Time: 1 hour (40 m prep, 20 m cook)
(Ingredients and measurements based on availability)
- 2 lb. (4 breasts) skinless, boneless chicken breast halves
- 1 package baby spinach
- 1 jar (16 oz) roasted red peppers (in water)
- 1 lb. Gouda cheese
- Italian Seasoning
- 1 pound bacon
- 2 beefsteak or large vine tomatoes
- Lemon pepper seasoning
- 1 pound brussels sprouts
- 3 garlic cloves, minced, divided
- 1 cup parmesan cheese
Skillet with lid
Pot with lid
Cheese grater (optional)
Garlic Press (optional)
- Heat oven to 400
- Cut two tomatoes in half. Using a spoon, remove some of the seeds.
- Drizzle inside of each with olive oil to coat.
- Add salt, pepper and Italian Seasoning and then fill with parmesan.
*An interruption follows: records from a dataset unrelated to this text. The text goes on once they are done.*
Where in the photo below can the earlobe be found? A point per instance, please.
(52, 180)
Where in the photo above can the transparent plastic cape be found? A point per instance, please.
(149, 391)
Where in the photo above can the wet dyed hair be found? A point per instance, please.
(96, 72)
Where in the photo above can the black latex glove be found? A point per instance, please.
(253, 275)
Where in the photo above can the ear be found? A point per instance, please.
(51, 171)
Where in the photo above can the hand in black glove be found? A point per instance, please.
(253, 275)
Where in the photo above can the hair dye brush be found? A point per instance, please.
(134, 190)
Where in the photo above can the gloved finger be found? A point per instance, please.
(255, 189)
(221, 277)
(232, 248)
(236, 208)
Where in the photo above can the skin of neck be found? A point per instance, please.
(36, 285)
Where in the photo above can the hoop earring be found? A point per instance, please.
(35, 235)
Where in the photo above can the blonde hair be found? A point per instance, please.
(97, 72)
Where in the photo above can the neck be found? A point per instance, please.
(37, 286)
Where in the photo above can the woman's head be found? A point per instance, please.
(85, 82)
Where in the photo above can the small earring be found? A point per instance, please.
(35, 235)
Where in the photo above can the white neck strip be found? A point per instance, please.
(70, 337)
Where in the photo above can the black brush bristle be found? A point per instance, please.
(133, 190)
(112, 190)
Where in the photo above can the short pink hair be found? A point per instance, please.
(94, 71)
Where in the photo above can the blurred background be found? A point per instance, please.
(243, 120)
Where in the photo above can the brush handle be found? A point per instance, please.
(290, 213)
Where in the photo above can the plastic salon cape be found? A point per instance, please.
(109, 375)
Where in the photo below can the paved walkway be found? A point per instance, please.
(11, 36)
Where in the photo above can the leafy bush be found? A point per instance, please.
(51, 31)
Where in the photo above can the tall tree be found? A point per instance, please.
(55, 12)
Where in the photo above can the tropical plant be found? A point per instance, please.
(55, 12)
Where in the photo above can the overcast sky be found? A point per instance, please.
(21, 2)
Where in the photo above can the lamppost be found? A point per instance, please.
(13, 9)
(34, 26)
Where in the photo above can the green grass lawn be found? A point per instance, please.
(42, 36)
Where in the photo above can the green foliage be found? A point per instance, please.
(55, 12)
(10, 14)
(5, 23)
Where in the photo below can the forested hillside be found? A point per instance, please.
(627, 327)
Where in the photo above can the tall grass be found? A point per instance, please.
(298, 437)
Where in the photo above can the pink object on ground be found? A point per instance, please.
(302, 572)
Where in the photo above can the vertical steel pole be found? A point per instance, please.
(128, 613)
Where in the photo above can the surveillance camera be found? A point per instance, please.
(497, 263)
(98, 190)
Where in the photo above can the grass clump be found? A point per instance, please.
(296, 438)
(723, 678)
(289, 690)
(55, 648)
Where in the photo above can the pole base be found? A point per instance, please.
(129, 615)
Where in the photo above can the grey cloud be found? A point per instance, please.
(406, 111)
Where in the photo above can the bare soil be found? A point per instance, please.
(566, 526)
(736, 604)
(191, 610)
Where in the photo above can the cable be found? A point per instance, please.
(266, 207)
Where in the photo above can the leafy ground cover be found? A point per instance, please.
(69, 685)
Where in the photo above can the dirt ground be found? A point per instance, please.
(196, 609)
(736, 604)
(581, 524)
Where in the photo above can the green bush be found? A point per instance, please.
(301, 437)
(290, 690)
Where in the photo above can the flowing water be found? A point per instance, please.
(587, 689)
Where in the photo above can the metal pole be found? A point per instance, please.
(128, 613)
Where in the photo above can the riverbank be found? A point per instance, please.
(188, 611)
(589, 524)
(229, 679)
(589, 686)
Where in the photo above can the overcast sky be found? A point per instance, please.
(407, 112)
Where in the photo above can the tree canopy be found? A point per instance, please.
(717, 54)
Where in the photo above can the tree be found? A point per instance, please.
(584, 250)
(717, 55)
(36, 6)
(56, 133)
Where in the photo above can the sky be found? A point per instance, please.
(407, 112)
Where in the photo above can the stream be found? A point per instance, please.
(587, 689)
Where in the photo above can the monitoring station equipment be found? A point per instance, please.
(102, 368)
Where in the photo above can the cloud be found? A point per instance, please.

- On a prepared baking sheet, place in pre-heated oven
- Bake for 30 minutes or until cheese is brown and tomato is soft.
- Grate gouda with a cheese grater and set aside (or finely chop into shred-sized pieces)
- Drain red peppers, rough chop or cut into small ¼ by 1” strips
- In a skillet, add a few tablespoons of water, fill with spinach and cover. Heat to medium-high for 1 minute. Spinach should turn very green, but not completely wilted.
- Remove from skillet, drain any excess water and rough chop; set aside.
- Wipe out skillet, return to stove, add a tablespoon of oil and minced garlic, heat to medium.
- Take each chicken breast and make a slit along the side, careful not to cut all the way through. (Should create a deep pocket)
- Combine spinach, Gouda and roasted red pepper along with sea salt, pepper and lemon pepper.
- Evenly distribute the mixture, stuffing each breast and sealing with toothpicks as necessary.
- Season the outside of each breast with lemon-pepper seasoning, wrap in bacon and secure with toothpicks and add to skillet.
- Cook on each side for 3 minutes or until no longer pink.
- Remove from skillet and place onto prepared baking sheet (cover baking sheet in foil and spraying with cooking spray)
- Place in oven next to tomatoes and bake for about 10 minutes.
- Remove from oven and let rest for 5 minutes.
- Prepare pot with water and vegetable steamer basket - bring to a boil.
- Clean brussels sprouts and cut in half.
- Add brussels sprouts to pot and cover, cooking for 10-15 minutes until vibrant in color and cuts easily with a knife.
- Remove and drain.
- In a bowl, toss with olive oil, salt, lemon pepper and more gouda.